It began as a rare Diwali pahaat mehfil (an early morning classical Diwali music concert) 15 years ago, and now it’s a rage across the state. Concerts that start at 6am and feature genres as varied as classical, semi-classical and Bollywood are being held between Friday and Tuesday to mark Diwali. The city will itself have 26 of them, with more in other cities like Pune and Nashik.
However, minor developments have irked some old-time regulars at these musical events.
“People have started singing filmi songs and lavnis,” laments tabla maestro Aneesh Pradhan. “You don’t need to wake up early for a special Diwali concert to hear that kind of music. I have nothing against popular music, but we hear them through the year anyway. How is Diwali special then?” Pradhan, along with his wife and celebrated vocalist Shubha Mudgal, set the tone for the season with a pre-Diwali concert on Friday.
Vocalist Devki Pandit, who is performing at an early morning concert at Juhu’s Ajivasan Music academy, says that she sings nothing other than bhajans. “I am gentle but firm about what I will and will not perform,” she said. She is partial to her guru Pandit Jeetendra Abhisheki’s compositions in raga lalit and bilaskhani todi, she added. The latter is also a favourite with Ustad Rashid Khan who is also performing at a morning concert at the Yeshwantrao Chavan auditorium.

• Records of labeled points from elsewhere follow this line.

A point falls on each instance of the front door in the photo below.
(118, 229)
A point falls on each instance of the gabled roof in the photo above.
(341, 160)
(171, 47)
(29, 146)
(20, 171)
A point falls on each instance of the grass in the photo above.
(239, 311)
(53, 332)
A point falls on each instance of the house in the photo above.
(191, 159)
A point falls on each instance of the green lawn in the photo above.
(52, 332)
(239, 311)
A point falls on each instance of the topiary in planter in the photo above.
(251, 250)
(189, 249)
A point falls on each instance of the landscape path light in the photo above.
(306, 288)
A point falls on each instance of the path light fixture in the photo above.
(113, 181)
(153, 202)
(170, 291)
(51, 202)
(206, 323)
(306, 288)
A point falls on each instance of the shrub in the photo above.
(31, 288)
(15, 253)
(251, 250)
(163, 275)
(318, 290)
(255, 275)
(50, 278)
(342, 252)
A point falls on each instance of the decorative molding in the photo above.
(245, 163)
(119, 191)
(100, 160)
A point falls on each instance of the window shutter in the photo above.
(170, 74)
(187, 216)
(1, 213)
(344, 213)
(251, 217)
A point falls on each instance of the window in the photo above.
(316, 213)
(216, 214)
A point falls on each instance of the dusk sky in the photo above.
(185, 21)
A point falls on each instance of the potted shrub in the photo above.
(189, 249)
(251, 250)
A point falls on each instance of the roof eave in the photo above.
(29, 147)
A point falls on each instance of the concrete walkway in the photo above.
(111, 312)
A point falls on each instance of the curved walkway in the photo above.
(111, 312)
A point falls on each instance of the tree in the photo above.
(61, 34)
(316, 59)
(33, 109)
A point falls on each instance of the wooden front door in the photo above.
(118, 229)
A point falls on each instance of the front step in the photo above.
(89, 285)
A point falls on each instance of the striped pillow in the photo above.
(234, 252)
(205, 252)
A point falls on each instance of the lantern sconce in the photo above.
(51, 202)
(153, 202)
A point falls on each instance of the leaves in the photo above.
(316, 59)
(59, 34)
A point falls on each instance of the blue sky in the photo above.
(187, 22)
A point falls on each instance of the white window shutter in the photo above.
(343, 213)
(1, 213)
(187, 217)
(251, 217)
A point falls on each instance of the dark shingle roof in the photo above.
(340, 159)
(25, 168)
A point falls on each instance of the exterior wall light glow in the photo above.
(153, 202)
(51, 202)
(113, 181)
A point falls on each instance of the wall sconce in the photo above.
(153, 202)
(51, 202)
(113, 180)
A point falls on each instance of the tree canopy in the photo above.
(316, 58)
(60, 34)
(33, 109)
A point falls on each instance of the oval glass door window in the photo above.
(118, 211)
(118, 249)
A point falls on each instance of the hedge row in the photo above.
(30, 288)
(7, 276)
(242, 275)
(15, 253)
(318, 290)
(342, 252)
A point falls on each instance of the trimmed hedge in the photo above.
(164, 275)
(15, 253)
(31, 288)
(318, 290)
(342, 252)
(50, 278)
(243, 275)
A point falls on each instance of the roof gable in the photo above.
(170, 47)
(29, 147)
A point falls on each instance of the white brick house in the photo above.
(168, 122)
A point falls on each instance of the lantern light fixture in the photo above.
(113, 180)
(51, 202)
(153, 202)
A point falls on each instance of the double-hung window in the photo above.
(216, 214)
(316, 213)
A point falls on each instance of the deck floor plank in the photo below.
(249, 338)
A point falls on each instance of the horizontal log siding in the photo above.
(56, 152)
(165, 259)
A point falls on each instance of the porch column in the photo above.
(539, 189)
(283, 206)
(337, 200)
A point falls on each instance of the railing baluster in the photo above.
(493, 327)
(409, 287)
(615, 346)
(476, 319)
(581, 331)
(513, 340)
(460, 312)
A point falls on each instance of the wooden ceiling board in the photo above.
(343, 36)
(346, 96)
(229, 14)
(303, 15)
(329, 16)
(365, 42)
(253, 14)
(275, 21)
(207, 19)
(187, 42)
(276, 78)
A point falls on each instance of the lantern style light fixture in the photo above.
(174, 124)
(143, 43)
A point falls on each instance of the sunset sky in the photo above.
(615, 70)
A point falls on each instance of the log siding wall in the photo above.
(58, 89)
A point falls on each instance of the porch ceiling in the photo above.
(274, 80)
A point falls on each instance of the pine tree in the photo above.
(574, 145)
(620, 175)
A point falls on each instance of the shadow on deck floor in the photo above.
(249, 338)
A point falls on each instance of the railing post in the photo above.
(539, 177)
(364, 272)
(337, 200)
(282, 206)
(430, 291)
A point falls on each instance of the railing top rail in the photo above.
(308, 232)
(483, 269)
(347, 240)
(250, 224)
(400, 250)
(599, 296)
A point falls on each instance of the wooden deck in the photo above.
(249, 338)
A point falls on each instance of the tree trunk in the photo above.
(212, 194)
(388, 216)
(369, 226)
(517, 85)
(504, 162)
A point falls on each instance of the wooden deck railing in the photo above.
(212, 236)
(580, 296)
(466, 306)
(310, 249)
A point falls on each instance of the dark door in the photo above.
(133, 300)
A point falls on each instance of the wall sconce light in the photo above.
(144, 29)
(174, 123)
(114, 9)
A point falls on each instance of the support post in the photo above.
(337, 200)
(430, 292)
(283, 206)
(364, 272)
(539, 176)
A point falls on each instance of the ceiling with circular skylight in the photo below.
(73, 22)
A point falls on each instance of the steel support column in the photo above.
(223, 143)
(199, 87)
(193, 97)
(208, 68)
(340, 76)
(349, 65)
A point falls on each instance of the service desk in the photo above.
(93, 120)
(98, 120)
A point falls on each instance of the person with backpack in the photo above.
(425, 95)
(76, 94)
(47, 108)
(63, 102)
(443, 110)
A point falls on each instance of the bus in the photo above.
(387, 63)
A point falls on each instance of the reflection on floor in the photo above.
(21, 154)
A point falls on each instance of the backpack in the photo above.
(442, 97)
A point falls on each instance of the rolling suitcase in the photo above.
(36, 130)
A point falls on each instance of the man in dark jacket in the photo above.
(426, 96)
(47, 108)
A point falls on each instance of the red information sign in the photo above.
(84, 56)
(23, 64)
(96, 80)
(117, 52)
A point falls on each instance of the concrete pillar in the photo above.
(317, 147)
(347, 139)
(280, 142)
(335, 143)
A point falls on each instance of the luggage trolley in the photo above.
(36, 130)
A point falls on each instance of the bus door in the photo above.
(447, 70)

The concerts attracts not just Maharashtrians but others too. As 14-year-old Bharati Sunderam figured out what to wear for the occasion, her mother Dhanya said, “We would have such early morning temple recitals back in the south when I was growing up. I feel this is a great way to keep the traditional alive during festival time.”
The compositions that Mudgal sang have been compiled by her since her ordainment into the Vaishnav tradition 15 years ago. “I was baffled when first approached to offer raga sewa at the Radha Raman temple and the Chaitanya Prem Sansthan at Vrindavan by a friend, but later I was drawn to the idea of serving the Lord with music,” she says. “It would be almost impossible to not be moved by the beauty of Radha-Krishna songs at a Diwali gambling session, and hearing how Krishna was exhorted to bathe in milk in preparation of meeting his beloved on Chhoti Diwali.”
Mudgal has no problem with the ‘Bollywoodisation’ of these concerts though. “I don’t want to dictate and tell people what to perform or listen to. If the latest Bollywood chartbuster works for them, then I can live with that. What is important is that classical, semi-classical and devotional music doesn’t get affected in the process,” Mudgal told DNA.